Rangkaian Acara Teater “Dhemit”
Sebelum pementasan dimulai, para penonton yang hadir tampak berkumpul di halaman luar gedung. Suasana hangat dan akrab tercipta dari rangkaian acara pembuka, yang diawali dengan sambutan dari beberapa dosen Fakultas Ilmu Budaya. Acara kemudian dilanjutkan dengan penampilan musik oleh salah satu mahasiswa Sastra Indonesia yang membawakan beberapa lagu, salah satunya Kelam Malam— lagu populer yang dikenal luas melalui film Pengabdi Setan karya Joko Anwar. Nuansa lagu ini terasa selaras dengan tema utama pementasan “Dhemit”, yang dalam bahasa Indonesia berarti “setan” atau “roh halus”.
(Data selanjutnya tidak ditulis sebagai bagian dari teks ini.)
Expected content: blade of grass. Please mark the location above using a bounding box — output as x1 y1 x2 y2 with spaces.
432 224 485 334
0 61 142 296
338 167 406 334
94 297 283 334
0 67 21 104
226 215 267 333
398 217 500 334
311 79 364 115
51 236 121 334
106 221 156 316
Menambah kemeriahan acara, panitia juga menggelar sesi kuis interaktif dengan penonton. Beberapa pertanyaan seputar pementasan, dan peserta yang menjawab dengan benar berkesempatan mendapatkan hadiah menarik. Sesi ini berhasil mencairkan suasana serta membangun antusiasme sebelum memasuki pertunjukan utama.
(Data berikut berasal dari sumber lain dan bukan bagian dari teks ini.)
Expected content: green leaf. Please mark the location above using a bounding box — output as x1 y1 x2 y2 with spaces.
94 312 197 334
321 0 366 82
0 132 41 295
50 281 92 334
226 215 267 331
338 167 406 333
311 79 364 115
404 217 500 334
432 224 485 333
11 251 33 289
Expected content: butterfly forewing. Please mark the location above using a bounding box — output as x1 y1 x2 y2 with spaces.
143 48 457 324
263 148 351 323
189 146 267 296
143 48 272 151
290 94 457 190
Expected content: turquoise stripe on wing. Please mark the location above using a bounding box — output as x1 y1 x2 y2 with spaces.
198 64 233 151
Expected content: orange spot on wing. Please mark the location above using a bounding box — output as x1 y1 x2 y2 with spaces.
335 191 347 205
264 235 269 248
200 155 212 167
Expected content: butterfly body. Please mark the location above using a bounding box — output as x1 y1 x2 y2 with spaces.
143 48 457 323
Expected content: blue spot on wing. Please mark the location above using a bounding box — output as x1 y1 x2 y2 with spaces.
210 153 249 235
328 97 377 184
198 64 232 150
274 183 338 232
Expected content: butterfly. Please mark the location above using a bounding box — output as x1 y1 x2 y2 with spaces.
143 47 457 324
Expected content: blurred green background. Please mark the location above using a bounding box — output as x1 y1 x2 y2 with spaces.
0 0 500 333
Menjelang pertunjukan dimulai, penonton digiring masuk ke dalam aula gedung KAUJE. Sebelum tiba di panggung utama, mereka melewati sebuah jalan masuk menyerupai lorong yang disulap menjadi jalur tematik menyerupai wahana rumah hantu. Nuansa mistis diciptakan melalui elemen artistik seperti replika pohon tua, replika kepala tengkorak, sesajen, dan berbagai properti mistis lainnya yang menyambut setiap langkah penonton. Serta pencahayaan redup yang menciptakan kesan menyeramkan dan memukau. Penonton seolah diajak memasuki dunia lain sebelum menyaksikan pementasan utama.
Pertunjukan “Dhemit” sendiri menghadirkan narasi tentang mitos dan kepercayaan lokal yang dibalut dengan konflik sosial dan psikologis. Para pemain menampilkan performa yang ekspresif dan mengesankan, dengan tata panggung dan visual yang mendukung cerita secara kuat.
Sesi Diskusi, Tanya Jawab dan Apresiasi
Setelah pementasan selesai, sesi diskusi menjadi wadah refleksi dan pertukaran pandangan antara penonton dan para pemain juga orang-orang yang berada di balik layar. Diskusi ini memperdalam pemahaman terhadap pesan yang disampaikan dan membuka ruang dialog yang sehat dan produktif. Dalam sesi ini sutradara pementasan teater “Dhemit” menyampaikan sebuah keresahan tentang keserakahan manusia yang tidak ada habisnya, sehingga terciptalah sebuah pementasan yang memukau ini. Sang sutradara mencoba menuangkan imajinasinya melalui teater “Dhemit” ini. Dengan mencoba menghidupkan dialog antara manusia dan “setan” yang mungkin di dunia nyata banyak orang tidak percaya atau mustahil. Namun, melalui pementasan “Dhemit” penonton serasa diajak mendengarkan keluh kesah “setan” atau “roh halus” yang benci terhadap sifat manusia yang serakah, seperti melahap habis kawasan hutan atau kawasan alam liar. Manusia selama ini hanya memikirkan dampak nyata sesuatu yang terlihat saja, tetapi menyampingkan urusan “mistis” yang dianggap tidak nyata, padahal itu akan berdampak pula terhadap kehidupan manusia secara percaya atau tidak percaya.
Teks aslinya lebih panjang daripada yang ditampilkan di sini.